In this film image released by The Weinstein Company, Sarah Jessica Parker, left, and Greg Kinnear are shown in a scene from "I Dont Know How She Does It." (AP Photo/The Weinstein Company, Craig Blankenhorn)
I Don't Know How She Does It
3 out of 4 stars
You know something about this chick flick will be different when you notice the studio releasing it. The Weinstein Company (created by the same brothers who founded Miramax) is a serious studio that releases serious movies that get a lot of Oscar nominations and awards. Bob and Harvey Weinstein aren't the guys you think of when it comes to lightweight fluff comedies.

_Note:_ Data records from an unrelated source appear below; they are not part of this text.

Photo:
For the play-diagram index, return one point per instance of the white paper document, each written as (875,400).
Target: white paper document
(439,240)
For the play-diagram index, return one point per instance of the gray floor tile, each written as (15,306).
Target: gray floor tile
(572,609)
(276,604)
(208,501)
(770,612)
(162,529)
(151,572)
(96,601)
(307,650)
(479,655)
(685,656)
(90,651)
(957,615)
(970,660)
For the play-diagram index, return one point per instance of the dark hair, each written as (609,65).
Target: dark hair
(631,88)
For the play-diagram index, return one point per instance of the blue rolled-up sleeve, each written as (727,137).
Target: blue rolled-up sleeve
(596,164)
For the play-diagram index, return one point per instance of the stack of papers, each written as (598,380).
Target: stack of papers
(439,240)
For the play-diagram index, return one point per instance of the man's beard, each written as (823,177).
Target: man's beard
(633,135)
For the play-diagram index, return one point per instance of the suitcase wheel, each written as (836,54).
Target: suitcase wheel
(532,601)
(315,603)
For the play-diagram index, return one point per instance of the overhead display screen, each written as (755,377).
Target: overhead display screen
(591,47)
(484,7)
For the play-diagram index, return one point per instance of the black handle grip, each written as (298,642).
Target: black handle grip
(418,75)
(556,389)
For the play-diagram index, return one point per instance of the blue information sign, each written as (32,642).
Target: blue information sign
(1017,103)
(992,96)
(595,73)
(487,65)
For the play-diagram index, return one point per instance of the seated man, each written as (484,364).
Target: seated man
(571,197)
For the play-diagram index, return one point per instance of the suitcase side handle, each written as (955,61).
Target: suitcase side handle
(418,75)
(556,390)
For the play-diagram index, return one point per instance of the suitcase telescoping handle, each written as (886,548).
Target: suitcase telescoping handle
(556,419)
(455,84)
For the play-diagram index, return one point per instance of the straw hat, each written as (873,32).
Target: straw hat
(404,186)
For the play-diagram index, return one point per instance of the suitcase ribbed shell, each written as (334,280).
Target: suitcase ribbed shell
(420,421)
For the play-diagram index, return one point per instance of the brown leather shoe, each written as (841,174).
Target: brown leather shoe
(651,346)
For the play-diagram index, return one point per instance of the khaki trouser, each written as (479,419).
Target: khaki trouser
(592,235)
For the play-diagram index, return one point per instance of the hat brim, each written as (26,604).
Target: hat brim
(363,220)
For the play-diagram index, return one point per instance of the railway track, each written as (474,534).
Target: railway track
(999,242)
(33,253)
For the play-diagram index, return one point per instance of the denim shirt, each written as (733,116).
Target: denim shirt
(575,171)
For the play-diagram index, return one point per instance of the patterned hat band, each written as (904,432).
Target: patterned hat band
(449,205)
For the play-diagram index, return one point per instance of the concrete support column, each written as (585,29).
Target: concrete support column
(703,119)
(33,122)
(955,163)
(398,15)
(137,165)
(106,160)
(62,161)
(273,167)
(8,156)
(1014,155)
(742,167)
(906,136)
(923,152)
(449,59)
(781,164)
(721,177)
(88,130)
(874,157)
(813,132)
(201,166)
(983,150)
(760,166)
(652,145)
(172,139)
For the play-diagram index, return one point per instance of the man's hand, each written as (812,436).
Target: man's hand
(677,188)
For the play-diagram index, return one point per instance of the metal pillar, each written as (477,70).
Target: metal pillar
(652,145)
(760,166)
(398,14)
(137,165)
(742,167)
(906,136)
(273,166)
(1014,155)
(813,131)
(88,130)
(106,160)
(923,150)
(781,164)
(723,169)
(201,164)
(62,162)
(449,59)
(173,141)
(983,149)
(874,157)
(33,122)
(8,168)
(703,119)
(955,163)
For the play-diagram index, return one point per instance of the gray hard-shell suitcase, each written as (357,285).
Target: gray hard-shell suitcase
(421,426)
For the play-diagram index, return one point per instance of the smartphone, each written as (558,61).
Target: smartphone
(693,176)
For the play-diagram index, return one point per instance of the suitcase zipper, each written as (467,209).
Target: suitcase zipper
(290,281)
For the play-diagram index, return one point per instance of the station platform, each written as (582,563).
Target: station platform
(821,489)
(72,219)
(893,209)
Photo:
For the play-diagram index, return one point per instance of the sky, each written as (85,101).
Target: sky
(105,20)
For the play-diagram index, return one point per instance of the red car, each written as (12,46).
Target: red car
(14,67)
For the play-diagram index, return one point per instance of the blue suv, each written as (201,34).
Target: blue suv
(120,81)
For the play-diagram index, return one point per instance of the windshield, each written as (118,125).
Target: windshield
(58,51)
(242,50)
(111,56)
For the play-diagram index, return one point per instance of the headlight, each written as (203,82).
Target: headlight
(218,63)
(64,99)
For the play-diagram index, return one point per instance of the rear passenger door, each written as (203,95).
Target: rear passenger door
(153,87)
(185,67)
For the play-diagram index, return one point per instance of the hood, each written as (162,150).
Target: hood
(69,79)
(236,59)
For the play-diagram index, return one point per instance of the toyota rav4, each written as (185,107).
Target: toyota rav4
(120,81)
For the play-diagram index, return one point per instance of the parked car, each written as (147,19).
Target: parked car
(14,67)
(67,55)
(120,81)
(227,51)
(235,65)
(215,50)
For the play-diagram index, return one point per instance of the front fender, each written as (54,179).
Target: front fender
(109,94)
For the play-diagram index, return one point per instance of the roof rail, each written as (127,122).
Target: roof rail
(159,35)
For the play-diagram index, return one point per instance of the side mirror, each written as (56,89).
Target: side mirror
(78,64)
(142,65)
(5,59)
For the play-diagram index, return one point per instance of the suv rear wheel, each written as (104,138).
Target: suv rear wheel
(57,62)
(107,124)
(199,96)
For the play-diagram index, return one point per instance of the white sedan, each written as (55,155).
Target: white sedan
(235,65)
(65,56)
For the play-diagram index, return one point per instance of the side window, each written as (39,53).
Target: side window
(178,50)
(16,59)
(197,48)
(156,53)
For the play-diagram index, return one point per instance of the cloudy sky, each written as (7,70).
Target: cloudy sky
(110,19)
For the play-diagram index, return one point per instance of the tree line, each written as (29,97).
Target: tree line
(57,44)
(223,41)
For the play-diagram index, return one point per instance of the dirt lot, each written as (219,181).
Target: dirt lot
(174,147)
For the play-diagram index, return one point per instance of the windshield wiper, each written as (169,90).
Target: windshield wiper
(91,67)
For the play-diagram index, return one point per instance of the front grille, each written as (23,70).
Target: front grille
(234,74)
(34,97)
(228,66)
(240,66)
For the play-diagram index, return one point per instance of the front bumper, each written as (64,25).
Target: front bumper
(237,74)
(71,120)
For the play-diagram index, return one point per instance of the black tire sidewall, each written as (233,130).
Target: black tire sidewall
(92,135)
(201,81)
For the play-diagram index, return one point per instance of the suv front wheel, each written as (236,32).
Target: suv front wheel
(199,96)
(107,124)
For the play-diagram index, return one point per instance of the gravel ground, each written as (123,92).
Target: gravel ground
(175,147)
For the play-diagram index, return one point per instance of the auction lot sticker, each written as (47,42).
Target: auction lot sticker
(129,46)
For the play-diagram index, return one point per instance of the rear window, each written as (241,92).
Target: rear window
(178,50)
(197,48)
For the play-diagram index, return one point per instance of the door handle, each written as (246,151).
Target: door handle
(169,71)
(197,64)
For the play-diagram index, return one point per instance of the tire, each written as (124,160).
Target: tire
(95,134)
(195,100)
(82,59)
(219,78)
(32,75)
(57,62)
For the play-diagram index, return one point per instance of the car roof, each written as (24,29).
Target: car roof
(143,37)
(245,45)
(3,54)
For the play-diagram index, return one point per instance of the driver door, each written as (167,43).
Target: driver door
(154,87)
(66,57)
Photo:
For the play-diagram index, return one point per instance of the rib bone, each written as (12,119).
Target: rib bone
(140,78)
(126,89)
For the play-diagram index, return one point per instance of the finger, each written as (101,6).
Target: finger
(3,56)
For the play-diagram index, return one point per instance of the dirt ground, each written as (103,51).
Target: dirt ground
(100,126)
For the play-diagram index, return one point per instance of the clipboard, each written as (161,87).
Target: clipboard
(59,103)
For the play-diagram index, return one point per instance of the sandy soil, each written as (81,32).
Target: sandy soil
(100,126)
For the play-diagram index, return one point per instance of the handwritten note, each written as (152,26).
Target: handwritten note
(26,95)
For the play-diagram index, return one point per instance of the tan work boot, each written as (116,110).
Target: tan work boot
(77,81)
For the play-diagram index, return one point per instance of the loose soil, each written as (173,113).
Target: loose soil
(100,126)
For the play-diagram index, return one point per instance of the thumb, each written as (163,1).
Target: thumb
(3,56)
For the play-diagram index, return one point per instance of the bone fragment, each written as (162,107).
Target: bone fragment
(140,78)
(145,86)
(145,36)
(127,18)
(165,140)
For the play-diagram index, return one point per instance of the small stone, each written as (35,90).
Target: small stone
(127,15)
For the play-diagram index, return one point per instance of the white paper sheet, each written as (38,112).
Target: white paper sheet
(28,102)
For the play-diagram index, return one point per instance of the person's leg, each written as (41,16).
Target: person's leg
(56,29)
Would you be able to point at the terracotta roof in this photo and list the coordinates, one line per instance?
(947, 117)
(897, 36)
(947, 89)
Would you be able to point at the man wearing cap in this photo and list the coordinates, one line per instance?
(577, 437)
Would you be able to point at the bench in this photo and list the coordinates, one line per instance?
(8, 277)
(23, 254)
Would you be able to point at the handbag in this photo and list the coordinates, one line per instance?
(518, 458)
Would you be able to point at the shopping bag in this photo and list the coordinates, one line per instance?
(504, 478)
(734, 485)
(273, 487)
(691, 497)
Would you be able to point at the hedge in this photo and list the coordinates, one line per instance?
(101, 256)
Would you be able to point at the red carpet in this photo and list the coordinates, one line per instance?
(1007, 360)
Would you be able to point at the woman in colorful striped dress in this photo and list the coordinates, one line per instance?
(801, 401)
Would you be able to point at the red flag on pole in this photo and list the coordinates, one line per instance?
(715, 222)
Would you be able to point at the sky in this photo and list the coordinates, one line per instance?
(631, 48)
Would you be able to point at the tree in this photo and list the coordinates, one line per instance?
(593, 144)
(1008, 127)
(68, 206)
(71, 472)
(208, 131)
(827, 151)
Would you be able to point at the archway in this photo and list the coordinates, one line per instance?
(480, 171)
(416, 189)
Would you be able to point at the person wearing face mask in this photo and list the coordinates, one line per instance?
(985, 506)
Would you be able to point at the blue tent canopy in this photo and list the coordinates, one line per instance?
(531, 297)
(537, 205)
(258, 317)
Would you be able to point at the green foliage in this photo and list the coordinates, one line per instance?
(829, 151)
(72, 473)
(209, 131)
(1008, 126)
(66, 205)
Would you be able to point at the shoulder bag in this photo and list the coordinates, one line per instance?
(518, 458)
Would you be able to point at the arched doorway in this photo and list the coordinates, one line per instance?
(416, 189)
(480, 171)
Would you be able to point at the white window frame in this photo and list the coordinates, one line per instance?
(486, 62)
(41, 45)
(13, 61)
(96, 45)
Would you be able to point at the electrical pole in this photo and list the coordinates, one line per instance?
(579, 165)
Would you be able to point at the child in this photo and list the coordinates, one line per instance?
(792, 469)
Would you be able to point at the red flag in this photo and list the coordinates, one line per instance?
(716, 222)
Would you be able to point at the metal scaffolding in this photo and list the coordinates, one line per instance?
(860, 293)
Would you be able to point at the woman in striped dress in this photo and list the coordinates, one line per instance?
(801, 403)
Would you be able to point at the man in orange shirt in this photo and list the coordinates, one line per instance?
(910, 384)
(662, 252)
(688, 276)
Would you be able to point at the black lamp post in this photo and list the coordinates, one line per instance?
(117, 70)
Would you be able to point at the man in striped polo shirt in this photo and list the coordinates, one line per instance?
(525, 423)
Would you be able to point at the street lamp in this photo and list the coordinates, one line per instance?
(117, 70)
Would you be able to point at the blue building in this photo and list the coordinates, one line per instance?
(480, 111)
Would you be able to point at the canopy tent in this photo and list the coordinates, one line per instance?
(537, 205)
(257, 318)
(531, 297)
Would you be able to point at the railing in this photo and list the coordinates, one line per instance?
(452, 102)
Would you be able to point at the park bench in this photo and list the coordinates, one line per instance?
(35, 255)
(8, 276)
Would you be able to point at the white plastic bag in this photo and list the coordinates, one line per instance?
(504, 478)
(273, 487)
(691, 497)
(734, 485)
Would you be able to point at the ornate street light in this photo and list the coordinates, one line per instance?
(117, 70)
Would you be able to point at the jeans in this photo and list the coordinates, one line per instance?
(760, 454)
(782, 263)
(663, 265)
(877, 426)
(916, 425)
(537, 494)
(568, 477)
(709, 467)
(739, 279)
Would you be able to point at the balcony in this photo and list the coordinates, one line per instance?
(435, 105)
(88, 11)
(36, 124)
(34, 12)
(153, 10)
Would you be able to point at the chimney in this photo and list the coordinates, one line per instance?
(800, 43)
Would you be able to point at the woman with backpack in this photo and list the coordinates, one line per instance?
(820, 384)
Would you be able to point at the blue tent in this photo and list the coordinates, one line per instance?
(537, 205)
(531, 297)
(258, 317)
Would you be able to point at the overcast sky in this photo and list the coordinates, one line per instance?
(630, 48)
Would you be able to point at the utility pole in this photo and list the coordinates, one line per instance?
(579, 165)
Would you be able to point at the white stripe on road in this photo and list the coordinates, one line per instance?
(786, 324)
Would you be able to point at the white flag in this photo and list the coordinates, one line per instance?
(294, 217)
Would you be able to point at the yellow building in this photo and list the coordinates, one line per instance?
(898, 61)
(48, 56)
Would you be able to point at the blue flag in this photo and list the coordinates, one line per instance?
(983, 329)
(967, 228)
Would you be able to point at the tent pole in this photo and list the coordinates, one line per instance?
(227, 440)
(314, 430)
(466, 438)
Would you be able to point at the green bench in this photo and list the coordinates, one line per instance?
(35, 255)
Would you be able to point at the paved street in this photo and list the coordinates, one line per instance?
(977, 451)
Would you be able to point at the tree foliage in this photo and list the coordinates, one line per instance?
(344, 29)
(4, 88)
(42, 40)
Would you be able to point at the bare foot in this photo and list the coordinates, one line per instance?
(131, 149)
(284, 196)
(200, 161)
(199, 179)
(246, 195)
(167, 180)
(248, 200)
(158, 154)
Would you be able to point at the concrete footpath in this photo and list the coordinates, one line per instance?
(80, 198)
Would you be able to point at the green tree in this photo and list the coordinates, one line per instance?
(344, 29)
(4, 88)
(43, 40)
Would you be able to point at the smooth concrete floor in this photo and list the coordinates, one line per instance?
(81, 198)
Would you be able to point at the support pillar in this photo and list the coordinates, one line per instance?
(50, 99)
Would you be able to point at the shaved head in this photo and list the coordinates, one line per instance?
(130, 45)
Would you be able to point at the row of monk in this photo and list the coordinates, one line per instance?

While "I Don't Know How She Does It" (in desperate need of a shorter, less generic title) does have its fair share of fluff, very little of it is lightweight and in some instances, it is downright inspired. If you're a guy and you hate this kind of film but want to earn some major brownie points with the lady, ask her to see this movie with you and not her girlfriends. It will hurt very little and you might actually like it.
In a manner exactly like that in her "Sex in the City" TV series and movies, this film uses small amounts of voice-over narration from Sarah Jessica Parker's lead character Kate. If the movie were a baseball game, Kate's contributions could be called color. Most of the play-by-play comes from Kate's emotionally-challenged assistant Momo (Olivia Munn) and her best friend Allison (Christina Hendricks). The latter loves Kate and the former simply respects her and both are thoroughly amazed by how blindingly efficient Kate is at juggling work and family.
Not everyone is a fan of Kate. Offering up snide commentary and grinning, left-handed compliments is fellow worker Chris ("SNL" newsman Seth Myers) and Wendy (Busy Phillips), a non-working "momster" who spends her days exercising, strolling in the park, being catty and sub-contracting out every duty most stay-at-home women do on their own.
Both Myers and Phillips are clearly written as antagonists but neither is exaggerated or over the top -- which lends each of their characters immense believability. That credibility also extends to the child actors playing Kate's children and the two most important adult men in her life; architect/husband Richard (Greg Kinnear) and Jack (Pierce Brosnan), a senior finance VP working in tandem with her trying to secure a highly lucrative new account.
Kinnear -- equally adept at doing amiable or smarmy -- is the consummate supportive husband who is understanding and patient but never a doormat. Brosnan -- with graying temples and a slightly fuller mid-section -- channels Cary Grant and couldn't be more charming or mysteriously inscrutable. We think we know what Jack is thinking yet he always manages to surprise us and is never less than a perfect gentleman. Again, two more very interesting, original and engaging characters added to the mix.
Potential viewers should take note: while never overtly vulgar or crude, there is plenty of sexual innuendo and double-entendre humor and the movie more than earns its PG-13 rating. Don't make it a second date movie unless the first one was perfect and definitely don't take any pre-teens to see it. Very few people under the age of 30 will want to get the jokes and even fewer will be able to relate to the characters or the near-midlife flavored plot.
Director Douglas McGrath and screenwriter Aline Brosh McKenna (adapting the British-set best-selling novel by Allison Pearson) delivers a most welcomed cinematic rarity: a romantic comedy that is smart, sexy, funny, droll and -- best of all -- unpredictable. There are enough glitches and slight narrative hiccups to knock it down a peg and some critics will go even further in slamming it. Fine -- it's not high-art and it's not perfect and neither is anybody in the movie or anyone who might see it. Therein is its beauty. (The Weinstein Co.)